Dairy substitutes – people who are lactose intolerant will look for alternatives to substitute dairy but be wary as some of them are loaded with sugar eg soy, almond and coconut milk.
Bread – many breads, bagels and English muffins can contain a lot of sugar or corn syrup. Again, read the label to check the amounts.
Cereal – be certain to check your labels here as even so called ‘Healthy’ cereals can be hiding a lot of sugar.
Meat – yes, that’s right. Deli meats can be made with sugar and if you add sauce to them, well you’re getting a double hit of sugar.
Can/Box/Bag – whether it’s canned fruit or vegetables, frozen foods in a box or chips in a bag be sure to keep an eye out for any of the above hidden sugar names.

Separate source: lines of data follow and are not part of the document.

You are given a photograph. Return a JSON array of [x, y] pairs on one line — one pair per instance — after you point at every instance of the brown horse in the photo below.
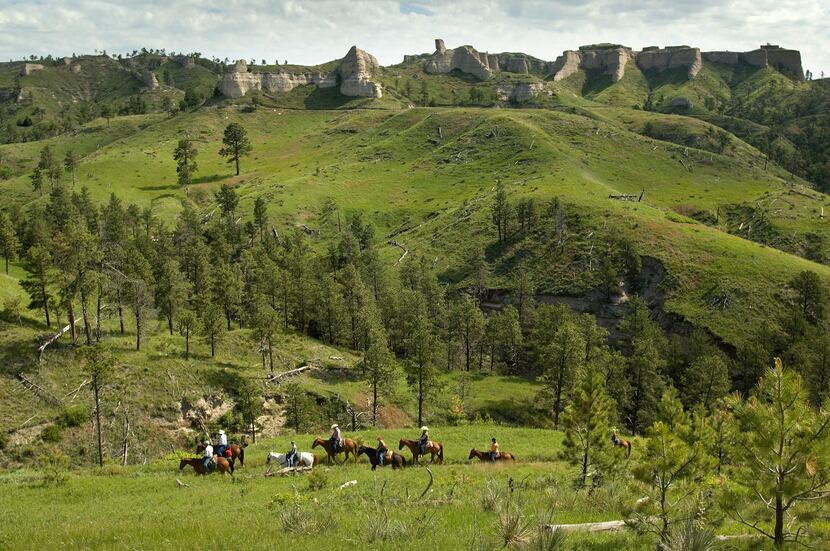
[[485, 456], [237, 451], [622, 443], [223, 465], [349, 447], [397, 461], [433, 448]]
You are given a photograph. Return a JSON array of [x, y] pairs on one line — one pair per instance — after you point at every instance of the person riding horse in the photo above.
[[422, 441], [223, 444], [291, 456], [336, 438], [207, 456], [494, 450], [382, 449]]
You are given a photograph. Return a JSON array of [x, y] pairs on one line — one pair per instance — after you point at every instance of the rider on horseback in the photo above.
[[291, 456], [207, 456], [223, 444], [494, 450], [422, 441], [335, 438], [382, 449]]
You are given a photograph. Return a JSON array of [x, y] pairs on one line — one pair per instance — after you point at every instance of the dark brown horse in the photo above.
[[349, 447], [223, 465], [397, 461], [432, 448], [237, 451], [621, 443], [485, 456]]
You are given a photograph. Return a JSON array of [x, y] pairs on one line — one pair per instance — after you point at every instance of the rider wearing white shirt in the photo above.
[[208, 455]]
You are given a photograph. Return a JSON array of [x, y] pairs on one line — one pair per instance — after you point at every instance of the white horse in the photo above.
[[304, 459]]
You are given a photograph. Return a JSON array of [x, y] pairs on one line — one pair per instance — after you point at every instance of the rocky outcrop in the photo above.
[[611, 59], [464, 58], [786, 61], [29, 68], [671, 57], [355, 72], [150, 80], [519, 93]]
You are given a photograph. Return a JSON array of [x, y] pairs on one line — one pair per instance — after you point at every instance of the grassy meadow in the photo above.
[[142, 507]]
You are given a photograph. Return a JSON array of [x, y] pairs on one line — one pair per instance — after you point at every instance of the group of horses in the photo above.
[[350, 448]]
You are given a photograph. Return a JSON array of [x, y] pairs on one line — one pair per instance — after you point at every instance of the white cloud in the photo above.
[[310, 32]]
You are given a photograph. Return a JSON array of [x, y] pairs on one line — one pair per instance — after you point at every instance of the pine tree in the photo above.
[[562, 358], [586, 421], [236, 143], [780, 472], [98, 362], [185, 157], [668, 468], [9, 244]]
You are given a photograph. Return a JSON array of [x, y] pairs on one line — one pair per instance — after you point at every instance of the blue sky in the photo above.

Drinks – soft drinks, fruit juice, water types, sport drinks, energy drinks all have varying amounts of sugar. Be sure to watch how many of these you are consuming. Also, think about whether you really need sugar added to your tea or coffee if you’re trying to watch your sugar intake.
Dried foods – these could be in the form of dried fruits, trail mixes or dried beef jerky and have some type of sugar in them.
So there you go, there are lots of places for sugar to hide in our foods. I guess the main thing I took from the article was to consistently check food labels if you want to cut back on your sugar intake.